It's been a while (2010) I race in various online programming competitions (started with google ai challenge, then mostly hackerrank and codingame) under the nickname Manwe. I am quite proud of the results: once winner, often in the top 1%, always in the top 5%. It is a real pleasure each time and I am thrilled when a new contest is announced!
Time after time, challenges are different for sure, but I accumulated a set of tools classes and algorithms that might be helpful from a challenge to another. Of course it comes with a set of best practices I discovered over time :) This project aims at sharing with the community those Java and C++ code I appreciate in the challenges and are helping you gain time, allowing you to develop in several files with a one click build, and sharing a common set of codes between challenges. Don't reinvent the wheel, focus on the subject!
In the docs folder you will find a pdf with advices if you launch yourself in competitive programming
Do not hesitate to contribute, fork and make pull requests!
Those challenges are usually online and includes a code editor. If you are free to use another IDE, your code is usually in a single file that make you intensely use inner classes. To ease your work, there is a builder that allows you to build a single file class from a main class and will grab all its dependencies. You can now split your code across several files and directly build your file in a single operation. It is certainly a prerequisite to share easily some code between your different challenges
Another constraint is that you usually don't have access to any third party software, and you must use the native libraries. That's why this project is not taking advantage of third party software. The objective is really focusing on this kind of challenges instead of providing state of the art artificial intelligence library. Note also that you might have a file size limit, and in this case you should not have too much dependencies
Builder is that class in charge of building a single file from you different classes. It is writen in Java and located in the builder package. Have a look at the javadoc for more info. THe builder supports both Java and C++ files so you can use it for both.
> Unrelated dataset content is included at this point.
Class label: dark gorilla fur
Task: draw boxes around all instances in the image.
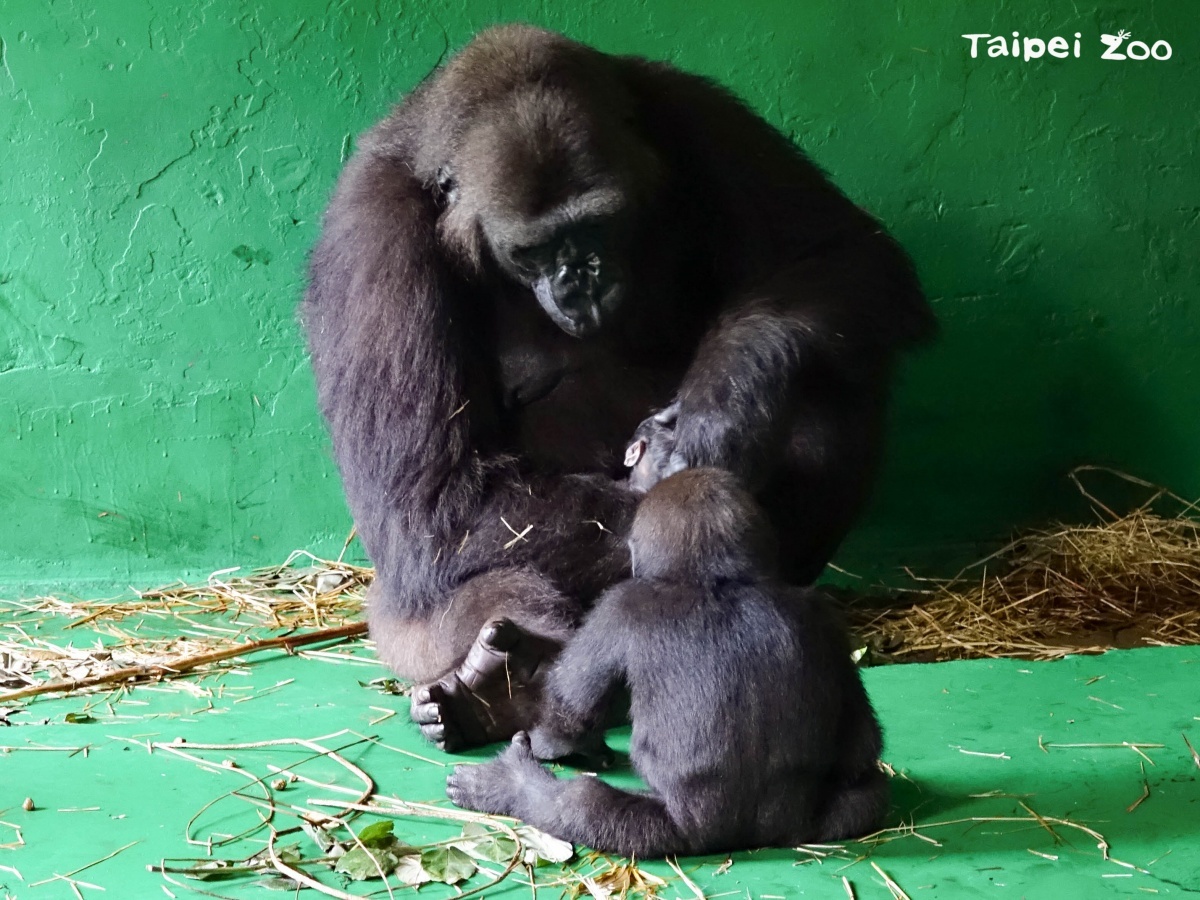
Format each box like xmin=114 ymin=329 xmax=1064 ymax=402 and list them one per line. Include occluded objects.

You will often find "Hint" sections in the comments. They are here to help you use the tools, or give you some advice you might find useful when programming for a contest. They are not documentation as is but more ideas that can make the difference.
This project is built using gradle 3.1. This choice has been made because it is a multiple language codeline and it will build and test in a single operation both C++11 and Java 8 codes.
So to launch the compilation and then run all the unit tests in both C++ and Java, simply launch the command:
gradle check
Note: On windows, several versions of the google test lib are available and depending on which version and compiler you are using, you might want to uncomment the relevant line in the method findGoogleTestCoreLibForPlatform
Code uses the Java version 8.
The source code is in the src/main/java folder, and the tests are in the src/test/java folder. You will find a builder package that contains only the utilities allowing you to build your "single file" program. The rest of the code is in the competitive.programming package and then by theme. If you want to contribute, feel free to add contest independent code in the competitive.programming package.
I would advice you create your own package by contest when using this project so that you are not packaging several files with a main :)
I use eclipse as IDE, and the project includes directly an eclipse project. You can also use maven to build project files for various IDE
Code uses C++ 11.
I wanted to have the code in the src/main/cpp folder, but encountered issues with Travis CI to build and test the codeline. So I ended up with a code layout that is completely different. So header files could be found in the src/competitiveProgramming/headers folder and the tests are located in the src/competitiveProgrammingTest/cpp folder.
Since I wanted the builder to be able to concatenate the different files in a single file without investing too much in its complexity, I took decisions that would not be valid in a real production project: All the source code is in the header files. Include path are always from the "headers" folder. If you not respect this convention, the builder will fail to resolve your include file path and will ignore it.